Palo Alto GlobalProtect:

https://www.paloaltonetworks.com/products/globalprotect/subscription.html

 

Micro Focus Connected MX Endpoint Protection:

https://software.microfocus.com/en-us/products/endpoint-backup-protection/overview

 

Symantec Endpoint Protection Cloud:

https://www.symantec.com/products/endpoint-protection-cloud

 

BitDefender Security for Mobile:

https://www.bitdefender.com/business/mobile-security.html?irgwc=1&clickid=yKbXoWRE0QiuVZ:xNAV7j3iwUkjQT3XLTVK9wM0&MPid=13013&cid=aff|c|IR

 

The above are just a few examples of the products that are out there. Other security product vendors have similar offerings, but my suggestions are as follows:

- Do a Google or DuckDuckGo search for 'Android Endpoint security' if you want a longer list. Beware of the ads from third parties offering products that they do not own, as these could be pirate/spyware/botnet-central offerings.

- If your organisation has anything to do with Government, the not-for-profit sector (which often gets funding from and does things for Government) or confidential business info/IP, avoid products from places like China, Russia, the Middle East or really anywhere that is not a member of the Five Eyes, the EU, Japan or South Korea.

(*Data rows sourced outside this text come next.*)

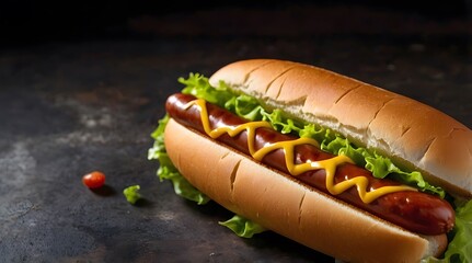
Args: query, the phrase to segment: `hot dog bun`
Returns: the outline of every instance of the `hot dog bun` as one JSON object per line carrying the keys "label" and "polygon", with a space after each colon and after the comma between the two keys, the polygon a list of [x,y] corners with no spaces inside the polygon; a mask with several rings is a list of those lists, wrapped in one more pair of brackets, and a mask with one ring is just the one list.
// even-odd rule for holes
{"label": "hot dog bun", "polygon": [[[185,139],[182,139],[185,138]],[[169,121],[169,157],[227,209],[346,262],[418,262],[441,253],[446,235],[421,237],[345,205],[291,176]]]}
{"label": "hot dog bun", "polygon": [[275,59],[230,64],[210,78],[318,123],[358,146],[421,171],[431,184],[472,196],[472,130],[406,96],[313,66]]}

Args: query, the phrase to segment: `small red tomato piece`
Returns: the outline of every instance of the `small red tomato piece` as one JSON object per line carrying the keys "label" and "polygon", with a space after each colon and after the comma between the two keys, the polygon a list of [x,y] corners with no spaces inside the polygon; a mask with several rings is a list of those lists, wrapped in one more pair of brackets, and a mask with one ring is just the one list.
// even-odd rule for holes
{"label": "small red tomato piece", "polygon": [[105,174],[99,171],[91,172],[83,175],[82,183],[89,188],[102,187],[105,184]]}

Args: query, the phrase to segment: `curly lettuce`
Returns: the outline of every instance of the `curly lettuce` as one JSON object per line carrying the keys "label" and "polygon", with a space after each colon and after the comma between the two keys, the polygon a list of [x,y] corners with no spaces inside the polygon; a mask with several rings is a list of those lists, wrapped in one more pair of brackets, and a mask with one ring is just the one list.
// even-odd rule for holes
{"label": "curly lettuce", "polygon": [[[185,94],[192,94],[199,99],[214,103],[218,106],[241,116],[247,121],[267,121],[274,129],[283,134],[295,134],[300,137],[310,137],[320,142],[321,149],[333,155],[346,155],[357,165],[365,167],[372,172],[376,178],[393,178],[404,184],[413,185],[419,191],[436,194],[440,197],[446,196],[446,192],[430,185],[418,171],[404,171],[395,165],[389,158],[382,157],[375,151],[355,146],[347,138],[332,129],[321,127],[312,123],[304,123],[299,119],[290,118],[280,110],[267,111],[261,103],[252,96],[240,94],[229,89],[225,82],[218,87],[211,87],[208,78],[199,73],[191,73],[188,78],[179,78],[179,82],[184,84],[182,90]],[[205,204],[209,201],[207,196],[193,187],[175,169],[165,152],[163,144],[163,130],[168,121],[164,116],[158,128],[152,133],[154,145],[149,149],[149,159],[157,159],[160,162],[158,175],[162,180],[171,180],[176,194]],[[456,228],[449,249],[445,254],[447,262],[456,260],[472,262],[472,202],[461,204],[457,208]],[[246,219],[235,216],[234,218],[220,222],[229,227],[241,237],[252,237],[255,232],[263,231],[263,227],[253,225]],[[254,231],[254,229],[256,231]],[[429,259],[437,260],[437,259]],[[442,260],[440,260],[442,262]]]}

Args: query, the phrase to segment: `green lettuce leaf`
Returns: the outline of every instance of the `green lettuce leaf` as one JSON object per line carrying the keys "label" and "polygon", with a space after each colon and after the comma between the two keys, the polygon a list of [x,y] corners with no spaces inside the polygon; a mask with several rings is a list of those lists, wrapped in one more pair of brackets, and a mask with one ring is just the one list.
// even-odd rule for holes
{"label": "green lettuce leaf", "polygon": [[198,205],[204,205],[210,201],[208,196],[195,188],[184,176],[177,171],[165,151],[164,146],[164,129],[169,122],[169,115],[165,115],[159,121],[158,128],[152,133],[154,145],[148,151],[149,160],[158,160],[159,169],[158,176],[161,181],[170,180],[174,186],[174,192],[189,201],[196,202]]}
{"label": "green lettuce leaf", "polygon": [[227,221],[219,222],[219,225],[231,229],[241,238],[252,238],[256,233],[266,231],[266,229],[261,225],[238,215],[234,215]]}
{"label": "green lettuce leaf", "polygon": [[[320,142],[321,149],[334,155],[343,153],[348,156],[356,164],[365,167],[377,178],[394,178],[405,184],[415,185],[423,192],[437,194],[441,197],[446,195],[445,191],[440,187],[435,187],[425,182],[419,172],[403,171],[390,159],[371,152],[366,148],[357,147],[329,128],[291,118],[280,110],[274,110],[272,112],[266,111],[255,98],[239,94],[230,90],[223,82],[220,82],[218,87],[211,87],[208,82],[208,78],[199,73],[191,73],[188,78],[179,78],[179,82],[185,85],[182,90],[183,93],[205,99],[247,121],[267,121],[276,130],[283,134],[295,134],[300,137],[313,138]],[[205,204],[209,198],[193,187],[179,173],[166,156],[163,144],[163,130],[168,118],[168,116],[164,116],[159,122],[158,128],[152,133],[151,136],[156,141],[153,147],[149,149],[148,157],[149,159],[159,160],[160,168],[158,170],[158,175],[161,181],[171,180],[175,193],[185,198],[195,201],[198,204]]]}
{"label": "green lettuce leaf", "polygon": [[136,204],[136,202],[138,202],[138,199],[141,198],[141,195],[139,194],[140,188],[141,186],[139,185],[131,185],[123,191],[123,194],[125,195],[126,201],[128,201],[129,204],[134,205]]}

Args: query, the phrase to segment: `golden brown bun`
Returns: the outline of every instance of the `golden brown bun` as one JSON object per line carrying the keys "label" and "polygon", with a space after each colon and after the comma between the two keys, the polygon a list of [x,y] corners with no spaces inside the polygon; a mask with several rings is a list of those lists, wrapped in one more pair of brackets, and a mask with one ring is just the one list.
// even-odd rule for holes
{"label": "golden brown bun", "polygon": [[[185,138],[185,139],[182,139]],[[346,262],[418,262],[440,253],[428,239],[371,217],[170,119],[165,148],[179,171],[227,209]],[[440,251],[438,251],[440,250]]]}
{"label": "golden brown bun", "polygon": [[291,61],[230,64],[210,78],[269,108],[329,127],[358,146],[421,171],[453,195],[472,196],[472,130],[418,101]]}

For example, whilst by all accounts, Kaspersky is a great AV product, it does scan files and send data back to Russia. This would be a problem for any government agency, given Russia's reputation regarding hacking and the control their intelligence services exercise over Russian companies. To put it bluntly, ASIO would likely have a fit (and with good reason) if they found out that an Aussie Govt agency, fund recipient or contractor was using a product that essentially gives full control over user devices to a company based in the territory of a potential adversary. If your organisation falls into these categories, it is best to pick a product from the US, UK, Canada or Australia.

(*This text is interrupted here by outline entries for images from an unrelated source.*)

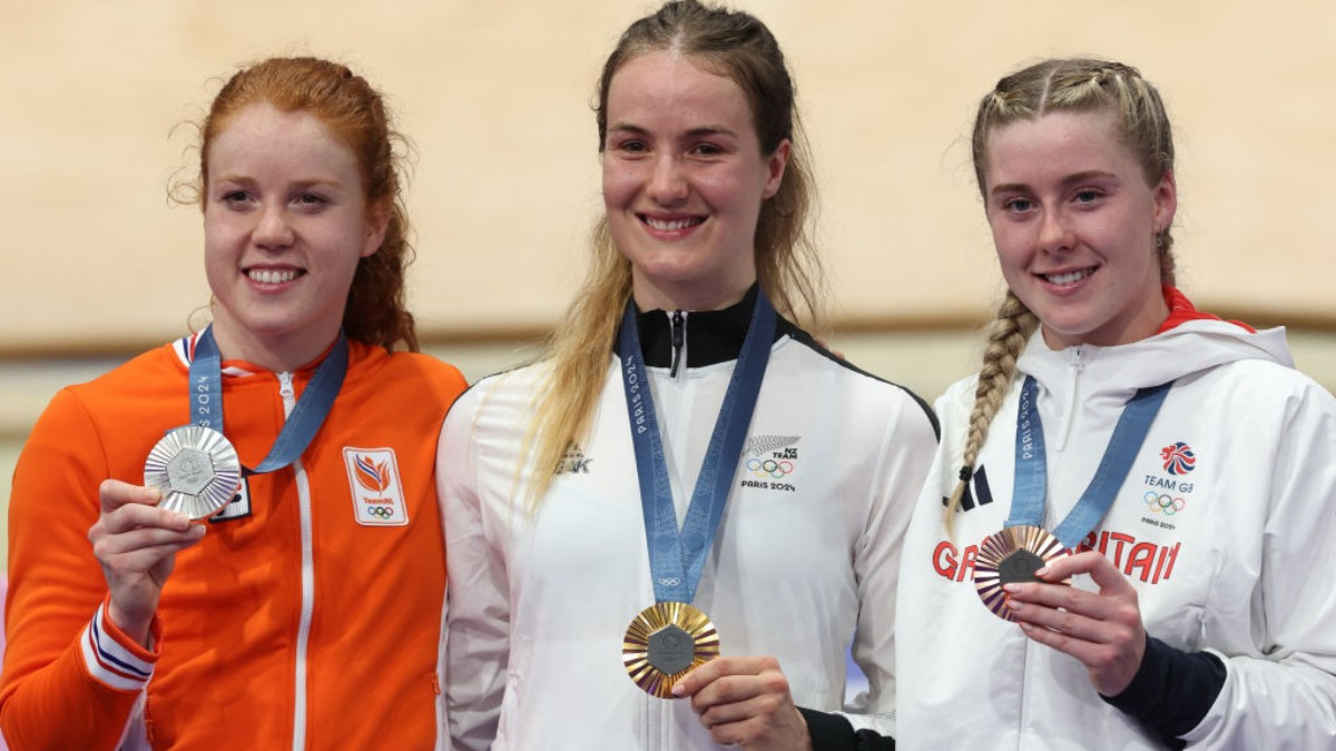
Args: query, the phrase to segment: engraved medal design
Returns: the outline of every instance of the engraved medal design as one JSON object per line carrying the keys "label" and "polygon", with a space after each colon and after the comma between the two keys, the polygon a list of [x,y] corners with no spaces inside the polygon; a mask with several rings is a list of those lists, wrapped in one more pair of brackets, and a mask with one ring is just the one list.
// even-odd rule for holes
{"label": "engraved medal design", "polygon": [[163,493],[159,508],[191,520],[218,513],[236,494],[240,481],[242,462],[231,441],[199,425],[170,430],[144,462],[144,485]]}
{"label": "engraved medal design", "polygon": [[1070,551],[1042,527],[1007,527],[979,544],[979,556],[974,561],[974,588],[993,615],[1014,623],[1002,585],[1043,581],[1034,572],[1066,555]]}
{"label": "engraved medal design", "polygon": [[621,661],[643,691],[676,699],[672,687],[693,668],[719,656],[719,633],[709,616],[685,603],[655,603],[627,627]]}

- In any event, check with your company's security team before spending time investigating a solution to make sure you aren't wasting time on something that would be banned.

- Read through the product specs to see what they do and pick ones that purport to do what you want to test.

- Get the free trial (or request one) to find the one most suitable for your needs and that offers the best features, performance, stability, etc.

- When evaluating anti-malware products remember that: (a) the best ones pretty much behave like a virus. They are persistent and hook into the device at a low level. You want this as it makes it harder for the unwanted rootkits to hook in. (b) Signature-based malware detection is ancient history. It sucks compared to behaviour-based detection, or even better a combination of both. The ones I have posted above use Cloud-based protection, meaning that their signatures are updated in real-time from threat sharing between security vendors. This is better than just relying on local signatures. Some (e.g. Sophos) also use behaviour-based protection, which blocks dodgy program behaviour like attempted buffer overflows and code injection into other processes. Behaviour-based protection is still not perfect (nothing is 100% unhackable), but it protects against many zero-days as most follow certain behaviours to get arbitrary code execution.